How much of your everyday life is just following the beaten path: the automatic pilot of habit, where we are not even aware of our own behaviour? I was made to ask this question by reading a book recently called ‘How We Are’ by Vincent Deary, where he talks about how and why we are creatures of habit. He also talks about how it can be hard to change, until we form a new habit and go back to automatic pilot again on a new beaten path.
It is not that it is wrong to function like this, but sometimes it is worth noticing that the beaten path you are walking is not really a useful one.
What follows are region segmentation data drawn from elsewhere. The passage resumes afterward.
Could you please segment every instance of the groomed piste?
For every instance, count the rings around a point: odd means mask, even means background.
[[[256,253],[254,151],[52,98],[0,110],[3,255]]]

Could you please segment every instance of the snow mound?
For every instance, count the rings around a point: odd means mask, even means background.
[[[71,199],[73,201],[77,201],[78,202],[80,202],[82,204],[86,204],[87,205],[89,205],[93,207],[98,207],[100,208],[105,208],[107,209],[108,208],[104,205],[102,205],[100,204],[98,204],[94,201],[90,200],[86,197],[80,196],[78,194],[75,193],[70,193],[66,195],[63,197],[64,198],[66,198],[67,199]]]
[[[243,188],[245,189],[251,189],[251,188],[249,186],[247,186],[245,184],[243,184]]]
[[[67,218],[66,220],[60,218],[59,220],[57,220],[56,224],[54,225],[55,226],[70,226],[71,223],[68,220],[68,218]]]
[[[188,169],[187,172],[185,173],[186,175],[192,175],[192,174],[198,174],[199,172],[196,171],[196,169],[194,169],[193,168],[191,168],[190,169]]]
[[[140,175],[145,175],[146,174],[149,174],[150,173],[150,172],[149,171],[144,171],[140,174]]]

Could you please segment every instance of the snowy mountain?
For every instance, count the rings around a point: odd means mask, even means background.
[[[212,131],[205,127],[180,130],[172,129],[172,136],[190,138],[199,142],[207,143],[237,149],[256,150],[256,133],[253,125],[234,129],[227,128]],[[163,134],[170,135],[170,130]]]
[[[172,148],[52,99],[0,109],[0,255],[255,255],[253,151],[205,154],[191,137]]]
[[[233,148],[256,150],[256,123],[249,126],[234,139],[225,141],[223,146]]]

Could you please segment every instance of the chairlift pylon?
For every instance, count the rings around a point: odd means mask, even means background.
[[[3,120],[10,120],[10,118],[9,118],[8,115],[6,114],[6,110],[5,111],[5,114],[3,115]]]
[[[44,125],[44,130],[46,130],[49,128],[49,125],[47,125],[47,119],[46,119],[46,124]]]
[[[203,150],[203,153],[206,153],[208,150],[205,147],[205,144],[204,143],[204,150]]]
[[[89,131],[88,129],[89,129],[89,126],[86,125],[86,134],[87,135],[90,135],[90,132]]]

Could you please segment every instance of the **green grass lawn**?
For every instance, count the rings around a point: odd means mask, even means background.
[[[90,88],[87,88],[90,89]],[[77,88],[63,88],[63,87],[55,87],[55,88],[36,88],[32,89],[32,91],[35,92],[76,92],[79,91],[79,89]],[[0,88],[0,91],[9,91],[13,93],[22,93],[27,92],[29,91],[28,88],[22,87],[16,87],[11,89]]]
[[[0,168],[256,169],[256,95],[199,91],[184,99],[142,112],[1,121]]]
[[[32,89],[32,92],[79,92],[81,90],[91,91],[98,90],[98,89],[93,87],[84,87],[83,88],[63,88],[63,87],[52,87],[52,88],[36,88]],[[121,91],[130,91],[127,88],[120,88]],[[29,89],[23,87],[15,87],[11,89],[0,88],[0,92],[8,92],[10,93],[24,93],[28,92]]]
For example, we may ignore signs of hunger in ourselves until it is becoming urgent and then snack because we can’t wait to make ourselves a proper meal.
Or we may always try to finish a task even though we know really that we need a break – and then we become clumsy or mess it up and it takes even longer.
We do know if we have a habit that’s not useful to us because we will say to ourselves: ‘Damn, I always do that!’, telling ourselves off after the event with the wisdom of hindsight!
And we can pick them off, one by one, (most of us have lots of them), by consciously choosing to deliberately change the habit to something more useful, forming a new beaten path.
It would be impossible to live our lives if we had to think through every action and behaviour – we’d never get anything done! But the more beaten paths we have that are useful to us, the more we free ourselves for a better life.